Sooner or Later Everything Falls into the Sea
Shattering melancholia and desire and cobbling together fresh wonders from the pieces, the stories of Sarah Pinsker’s speculative Sooner or Later Everything Falls into the Sea emit appealing weirdness.
In these odd and alluring tales, yearning manifests itself into something tangible; it congeals, breathes, and breaks the barriers between dreams and reality. A never-mother is internally called, along with hundreds of others, to a California seashore, where wanted, haunting children emerge from the waves. A community traveling through deep space for generations loses its ability to make art: “People on Earth wrote about blue skies because they’d stood under grey ones. They wrote about night because there was such a thing as day …. Past and future are both abstractions now.”
A computer chip embedded with the notion of a Colorado highway transfers its wanderlust to a human patient. Memories are simultaneously cherished and evaded. In the cli-fi title story, the architects of Earth’s destruction have taken to cushy ocean liners as their swan song; on shore, those they left behind forge new, gentler lives. In “The Low Hum of Her,” a father and daughter escape historical horrors with the help of an imitation grandmother and her birdcage belly.
Every ounce of the familiar is garnished with a twist. In Pinsker’s universe, the truth about alien life lies beneath family idylls, time travel is a means of staying sane, and there are ways around the sirens that block the bay. The concluding story gives new meaning to “kill your darlings.”
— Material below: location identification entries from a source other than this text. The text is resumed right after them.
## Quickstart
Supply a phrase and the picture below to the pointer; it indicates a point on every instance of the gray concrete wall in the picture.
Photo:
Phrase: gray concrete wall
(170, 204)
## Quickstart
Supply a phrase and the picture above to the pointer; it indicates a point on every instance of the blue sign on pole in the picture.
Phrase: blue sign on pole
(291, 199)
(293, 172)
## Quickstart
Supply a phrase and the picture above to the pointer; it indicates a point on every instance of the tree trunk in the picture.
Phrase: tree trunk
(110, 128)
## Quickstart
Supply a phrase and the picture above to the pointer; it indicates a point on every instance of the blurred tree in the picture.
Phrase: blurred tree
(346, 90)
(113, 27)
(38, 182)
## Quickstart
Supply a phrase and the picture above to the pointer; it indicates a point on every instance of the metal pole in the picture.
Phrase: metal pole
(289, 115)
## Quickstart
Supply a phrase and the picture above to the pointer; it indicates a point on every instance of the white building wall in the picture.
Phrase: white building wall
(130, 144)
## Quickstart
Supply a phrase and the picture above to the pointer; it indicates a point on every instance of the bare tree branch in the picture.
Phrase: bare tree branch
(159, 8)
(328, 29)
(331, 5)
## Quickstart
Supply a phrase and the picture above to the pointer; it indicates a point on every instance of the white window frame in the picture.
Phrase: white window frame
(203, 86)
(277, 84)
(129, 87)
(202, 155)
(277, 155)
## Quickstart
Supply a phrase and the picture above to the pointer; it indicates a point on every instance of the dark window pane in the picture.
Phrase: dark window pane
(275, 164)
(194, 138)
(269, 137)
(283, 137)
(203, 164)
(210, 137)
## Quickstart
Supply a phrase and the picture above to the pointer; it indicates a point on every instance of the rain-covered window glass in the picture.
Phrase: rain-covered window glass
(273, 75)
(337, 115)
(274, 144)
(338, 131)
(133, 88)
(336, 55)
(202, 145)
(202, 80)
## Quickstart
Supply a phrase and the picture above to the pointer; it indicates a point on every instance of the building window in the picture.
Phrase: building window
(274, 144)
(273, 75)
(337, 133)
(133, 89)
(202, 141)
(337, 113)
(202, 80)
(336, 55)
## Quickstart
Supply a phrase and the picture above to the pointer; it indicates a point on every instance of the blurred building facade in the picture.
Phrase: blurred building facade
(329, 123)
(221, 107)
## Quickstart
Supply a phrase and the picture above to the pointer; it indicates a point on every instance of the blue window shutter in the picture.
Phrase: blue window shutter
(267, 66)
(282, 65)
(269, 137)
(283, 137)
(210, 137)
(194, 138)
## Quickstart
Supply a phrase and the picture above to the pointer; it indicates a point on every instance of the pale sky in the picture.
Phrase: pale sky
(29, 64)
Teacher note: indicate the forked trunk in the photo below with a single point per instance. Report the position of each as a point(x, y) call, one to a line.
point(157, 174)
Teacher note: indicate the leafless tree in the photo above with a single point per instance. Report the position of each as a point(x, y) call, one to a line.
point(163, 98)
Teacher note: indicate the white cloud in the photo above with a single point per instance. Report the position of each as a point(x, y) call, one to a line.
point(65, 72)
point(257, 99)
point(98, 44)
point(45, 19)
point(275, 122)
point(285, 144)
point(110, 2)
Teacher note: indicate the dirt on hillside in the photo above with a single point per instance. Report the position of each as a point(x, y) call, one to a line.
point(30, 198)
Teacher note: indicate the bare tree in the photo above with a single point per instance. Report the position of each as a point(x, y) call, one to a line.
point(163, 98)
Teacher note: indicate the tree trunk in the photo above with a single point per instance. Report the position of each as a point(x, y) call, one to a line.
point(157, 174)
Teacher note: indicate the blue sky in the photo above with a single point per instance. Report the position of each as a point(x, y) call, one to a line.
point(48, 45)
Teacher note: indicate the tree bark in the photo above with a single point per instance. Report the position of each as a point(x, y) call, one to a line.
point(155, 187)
Whether Pinsker’s characters are on spacecraft jetting toward the future or are in the distant past, they contend with familiar worries and wants: questions of what should be forgotten and what should be preserved; concerns around revealing their identities to people who only see in black and white. Even at their most winding and imaginative, these are tales that feel like home, if it’s “home” regarded from a different angle. Sooner or Later Everything Falls into the Sea is a collection whose musing visions none should try to resist.